Flow should not take a dependency on HAL, it's really not fine at all :) I'm -1000 on any global arch-specific changes. I'm -100 on target-specific changes. I'm neutral on developer flags for experimentation with the knowledge that they will never be flipped or deployed. We're a holistic code generating compiler with multi-targeting - that's our purpose - anything that violates holistic code generation or multi-targeting gets my strongest push back :)

qedawkins commented 10 months ago

Flow should not take a dependency on HAL, it's really not fine at all :) I'm -1000 on any global arch-specific changes. I'm -100 on target-specific changes. I'm neutral on developer flags for experimentation with the knowledge that they will never be flipped or deployed. We're a holistic code generating compiler with multi-targeting - that's our purpose - anything that violates holistic code generation or multi-targeting gets my strongest push back :)

hmmm what is the current dependency coming from then.

benvanik commented 10 months ago

Tech debt that we don't want to add more to - by, say, making global arch-specific decisions :)

qedawkins commented 10 months ago

Oh it's this: https://github.com/openxla/iree/blob/main/compiler/src/iree/compiler/Dialect/Flow/Transforms/ExportBenchmarkFuncs.cpp

qedawkins commented 10 months ago

Tech debt that we don't want to add more to - by, say, making global arch-specific decisions :)

Maybe this is better for a direct discussion, but is what you're saying here that we should never enable users to make arch specific fusion decisions, or that we should never enable such decisions by default?

benvanik commented 10 months ago

Shouldn't make them by default (because we can't) - and it's dispatch-level fusion (what goes in dispatch A vs dispatch B) that is the thing at issue - once inside a dispatch things can vary as much as they want.

qedawkins commented 10 months ago

Shouldn't make them by default (because we can't) - and it's dispatch-level fusion (what goes in dispatch A vs dispatch B) that is the thing at issue - once inside a dispatch things can vary as much as they want.

Ok makes sense, but then we should allow custom control over fusion then? I think that was the idea with adding a transform dialect spec for fusion, as well as a custom fusion pipeline plugin.

benvanik commented 10 months ago

🤷 such knobs are neat but not a solution: if matmul codegen can't codegen with a few arithmetic ops on writeback then it's not codegen as we require for a holistic code generating compiler.

benvanik commented 10 months ago

The consumers we fuse should be things like bias and other quantization-like stuff - we don't fuse convs into matmuls and such.

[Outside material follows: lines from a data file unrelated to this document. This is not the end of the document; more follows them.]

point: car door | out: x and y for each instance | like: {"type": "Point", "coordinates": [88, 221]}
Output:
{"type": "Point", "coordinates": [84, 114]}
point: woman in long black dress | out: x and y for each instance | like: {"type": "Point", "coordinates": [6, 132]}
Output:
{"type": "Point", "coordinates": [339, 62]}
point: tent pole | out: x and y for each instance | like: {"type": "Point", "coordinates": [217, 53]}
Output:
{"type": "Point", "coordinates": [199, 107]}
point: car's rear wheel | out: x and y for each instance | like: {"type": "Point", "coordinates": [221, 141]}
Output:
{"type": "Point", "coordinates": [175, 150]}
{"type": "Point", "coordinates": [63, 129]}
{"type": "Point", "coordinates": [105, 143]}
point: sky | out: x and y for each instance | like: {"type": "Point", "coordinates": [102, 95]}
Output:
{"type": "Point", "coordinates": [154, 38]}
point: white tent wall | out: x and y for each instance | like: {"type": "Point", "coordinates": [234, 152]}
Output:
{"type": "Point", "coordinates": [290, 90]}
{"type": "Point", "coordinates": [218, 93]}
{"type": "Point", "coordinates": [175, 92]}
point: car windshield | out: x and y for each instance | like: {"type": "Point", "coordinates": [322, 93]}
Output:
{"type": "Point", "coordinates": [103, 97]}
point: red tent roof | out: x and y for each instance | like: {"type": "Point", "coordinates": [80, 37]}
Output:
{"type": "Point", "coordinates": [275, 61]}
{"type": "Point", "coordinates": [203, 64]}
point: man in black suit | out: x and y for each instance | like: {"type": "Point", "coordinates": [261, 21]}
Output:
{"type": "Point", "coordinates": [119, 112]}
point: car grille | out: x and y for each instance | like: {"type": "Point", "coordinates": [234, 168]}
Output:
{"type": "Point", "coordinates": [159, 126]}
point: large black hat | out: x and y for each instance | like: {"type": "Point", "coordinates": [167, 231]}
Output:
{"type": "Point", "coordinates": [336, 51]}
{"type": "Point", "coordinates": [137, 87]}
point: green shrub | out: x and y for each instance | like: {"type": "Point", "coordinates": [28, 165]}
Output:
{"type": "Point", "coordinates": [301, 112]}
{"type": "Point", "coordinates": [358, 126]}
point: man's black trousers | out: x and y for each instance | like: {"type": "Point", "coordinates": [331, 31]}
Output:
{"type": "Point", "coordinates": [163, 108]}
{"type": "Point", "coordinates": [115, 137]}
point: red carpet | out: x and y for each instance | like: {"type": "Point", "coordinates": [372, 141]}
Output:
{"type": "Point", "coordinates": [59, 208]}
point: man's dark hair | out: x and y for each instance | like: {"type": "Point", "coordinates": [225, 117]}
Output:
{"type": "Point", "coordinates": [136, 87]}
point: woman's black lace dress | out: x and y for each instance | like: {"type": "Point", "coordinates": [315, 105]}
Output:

What specifically are you seeing that you don't think should be fused? There's definitely cost model improvements to be had that don't resort to all/nothing and that are likely to apply to many/most targets.

It shouldn't be controversial (or at least, definitely isn't here) that fusing in some basic arithmetic on values in registers or in L1 cache before writing back small tiles of data to main memory is a universally good idea. Has been for nearly the entirety of computing. It shouldn't require any additional storage to do so or if it does it should be scoped to a single tile of work (KiB) - if it does require much more that's the issue we should fix and what I'm concerned we won't if we just stop feeding in the ops and pretend they don't exist. Global writebacks into main memory, global barriers on all tensor contents, global readbacks of that written memory, and basic arithmetic of which then likely gets written back all over again (because it's not fused into subsequent matmuls) should never be more efficient on any architecture of any type (talking joules or time). Matmuls should practically never be write bound on processors of the class we care about - are you aware of architectures where we both care about the performance (the matmuls are big/high percentage of total model cost of interesting models) and are write bound such that an additional handful of in-register or in-cache ALU ops slows it down/consumes more power? I know of very tiny systems that have zero pipelining but those are the ones where ukernels are way better solutions than code generation anyway as they are so extremely sensitive to register allocation and such. If a hand-authored ukernel written for such archs is the best solution we should just do that for those archs.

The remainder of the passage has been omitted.